Restart HAProxy after updating the configuration:
sudo systemctl restart haproxy sudo systemctl enable haproxy
Magento 2 Database Configuration
In your Magento 2 `app/etc/env.php` file, configure the database connection to point to the HAProxy listener.
<?php
return [
'backend' => [
'frontName' => 'admin_your_secret_path'
],
'crypt' => [
'key' => 'your_crypt_key_here'
],
'db' => [
'connection' => [
'default' => [
'host' => 'HAPROXY_IP_OR_HOSTNAME', // IP or hostname of your HAProxy server
'port' => '5432', // The port HAProxy listens on for PostgreSQL
'dbname' => 'magento_db',
'username' => 'magento_user',
'password' => 'YOUR_MAGENTO_DB_PASSWORD',
'model' => 'mysql4',
'initStatements' => 'SET NAMES utf8',
'driver_options' => [
1002 => 'SET NAMES utf8'
]
],
'innodb_strict_mode' => true,
'use_ssl' => '0' // Set to '1' if using SSL
],
'default_setup' => [
'host' => 'HAPROXY_IP_OR_HOSTNAME',
'port' => '5432',
'dbname' => 'magento_db',
'username' => 'magento_user',
'password' => 'YOUR_MAGENTO_DB_PASSWORD',
'model' => 'mysql4',
'initStatements' => 'SET NAMES utf8',
'driver_options' => [
1002 => 'SET NAMES utf8'
]
]
],
// ... other Magento configuration
];
Replace `HAPROXY_IP_OR_HOSTNAME` with the IP address or hostname of your HAProxy server. Magento will now connect through HAProxy, which will direct traffic to the current PostgreSQL master.
Testing Failover
To test the automatic failover:
- Identify the current master node using Patroni’s API: `curl http://ETCD_NODE_IP:8008/cluster`.

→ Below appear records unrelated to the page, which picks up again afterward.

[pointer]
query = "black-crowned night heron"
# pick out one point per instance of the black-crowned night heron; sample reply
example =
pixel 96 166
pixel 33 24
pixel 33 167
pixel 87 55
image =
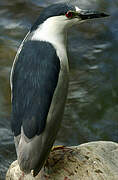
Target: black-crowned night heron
pixel 39 83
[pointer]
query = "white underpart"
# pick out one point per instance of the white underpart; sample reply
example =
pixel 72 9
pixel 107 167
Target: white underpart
pixel 18 52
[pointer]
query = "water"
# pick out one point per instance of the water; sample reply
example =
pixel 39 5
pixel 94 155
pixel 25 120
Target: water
pixel 91 111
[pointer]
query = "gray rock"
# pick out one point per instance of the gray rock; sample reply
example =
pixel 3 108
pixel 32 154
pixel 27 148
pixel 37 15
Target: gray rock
pixel 90 161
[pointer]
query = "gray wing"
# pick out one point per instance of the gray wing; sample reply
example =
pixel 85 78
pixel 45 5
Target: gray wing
pixel 34 79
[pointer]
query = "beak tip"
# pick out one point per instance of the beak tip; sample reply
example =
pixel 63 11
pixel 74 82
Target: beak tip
pixel 105 15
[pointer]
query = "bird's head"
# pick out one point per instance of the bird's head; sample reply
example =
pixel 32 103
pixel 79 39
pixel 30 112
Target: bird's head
pixel 64 15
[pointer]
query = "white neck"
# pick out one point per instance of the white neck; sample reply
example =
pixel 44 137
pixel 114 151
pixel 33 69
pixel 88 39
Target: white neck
pixel 54 31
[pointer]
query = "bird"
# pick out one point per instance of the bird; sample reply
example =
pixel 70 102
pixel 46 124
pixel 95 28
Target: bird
pixel 39 83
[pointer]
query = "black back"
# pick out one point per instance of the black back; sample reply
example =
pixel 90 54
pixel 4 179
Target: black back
pixel 50 11
pixel 34 80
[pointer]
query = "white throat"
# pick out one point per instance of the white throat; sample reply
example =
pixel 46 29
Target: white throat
pixel 53 30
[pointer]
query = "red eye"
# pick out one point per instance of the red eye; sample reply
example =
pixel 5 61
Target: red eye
pixel 69 14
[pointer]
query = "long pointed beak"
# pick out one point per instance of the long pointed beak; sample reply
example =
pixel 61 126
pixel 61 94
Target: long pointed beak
pixel 88 14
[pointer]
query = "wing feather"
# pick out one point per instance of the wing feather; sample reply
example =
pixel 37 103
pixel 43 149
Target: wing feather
pixel 34 79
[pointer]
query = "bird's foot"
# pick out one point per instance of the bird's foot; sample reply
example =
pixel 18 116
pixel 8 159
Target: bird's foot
pixel 57 147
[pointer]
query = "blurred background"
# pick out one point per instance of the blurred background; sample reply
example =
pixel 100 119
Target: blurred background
pixel 91 111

- Gracefully stop the PostgreSQL service on the master node: `sudo systemctl stop patroni`.
- Observe Patroni logs on the remaining nodes. Patroni should detect the master’s failure, and one of the replicas should be promoted to master.

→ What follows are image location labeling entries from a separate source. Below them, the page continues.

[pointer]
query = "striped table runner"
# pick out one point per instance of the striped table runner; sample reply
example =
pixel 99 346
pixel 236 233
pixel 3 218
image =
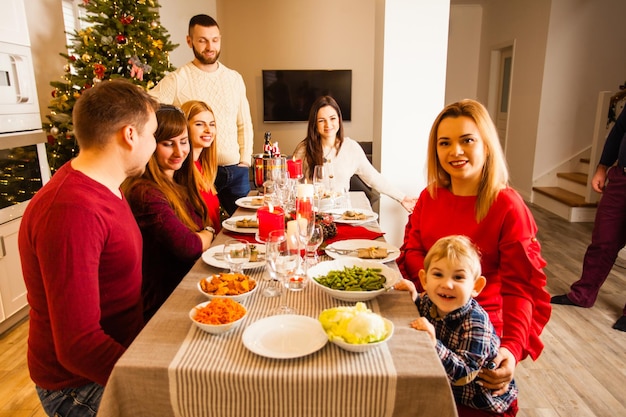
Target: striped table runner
pixel 215 375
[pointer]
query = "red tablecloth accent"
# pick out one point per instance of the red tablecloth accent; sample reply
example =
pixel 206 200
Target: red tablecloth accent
pixel 249 237
pixel 346 231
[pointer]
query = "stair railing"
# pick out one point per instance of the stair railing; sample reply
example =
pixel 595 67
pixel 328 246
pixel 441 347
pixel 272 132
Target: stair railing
pixel 597 144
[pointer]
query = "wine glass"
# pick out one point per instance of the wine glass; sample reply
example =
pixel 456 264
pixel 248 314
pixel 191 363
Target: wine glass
pixel 236 253
pixel 283 261
pixel 274 238
pixel 319 180
pixel 316 239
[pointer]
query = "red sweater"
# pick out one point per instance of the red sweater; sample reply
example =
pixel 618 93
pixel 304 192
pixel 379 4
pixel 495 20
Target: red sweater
pixel 515 295
pixel 80 249
pixel 212 203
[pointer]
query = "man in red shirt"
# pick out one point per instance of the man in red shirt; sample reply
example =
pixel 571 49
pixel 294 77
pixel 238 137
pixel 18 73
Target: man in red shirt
pixel 80 249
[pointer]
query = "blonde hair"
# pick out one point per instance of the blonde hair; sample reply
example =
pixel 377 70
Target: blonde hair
pixel 458 249
pixel 178 192
pixel 495 174
pixel 208 156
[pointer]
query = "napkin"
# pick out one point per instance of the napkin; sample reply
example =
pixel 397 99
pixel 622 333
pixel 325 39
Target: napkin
pixel 346 231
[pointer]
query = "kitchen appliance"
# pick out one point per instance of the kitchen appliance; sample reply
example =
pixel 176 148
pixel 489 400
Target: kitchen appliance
pixel 23 160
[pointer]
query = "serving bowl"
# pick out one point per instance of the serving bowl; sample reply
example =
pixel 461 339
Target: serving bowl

- Verify the new master using Patroni’s API again.
- Check if Magento can still connect and perform operations. The HAProxy script should have updated its backend to point to the new master.
- Once the old master is back online, Patroni will configure it as a replica of the new master.
For a more aggressive test, you can simulate a network partition or forcefully kill the PostgreSQL process on the master node. Ensure your HAProxy health checks and the dynamic backend script are robust enough to handle these scenarios.
Securing the PostgreSQL Cluster
Production deployments require enhanced security:
- SSL/TLS: Encrypt communication between Patroni nodes, etcd, PostgreSQL clients, and HAProxy.
- Firewall Rules: Restrict access to PostgreSQL ports (5432) and Patroni API ports (8008) to only necessary IPs (e.g., HAProxy, Magento application servers).
- etcd Security: Configure etcd with TLS and authentication.
- PostgreSQL Authentication: Use strong passwords and consider certificate-based authentication.
- HAProxy ACLs: Implement access control lists in HAProxy to further restrict access.
By implementing Patroni for PostgreSQL HA and HAProxy with dynamic backend management for traffic routing, you can achieve a highly available and resilient database layer for your Magento 2 deployment on Linode.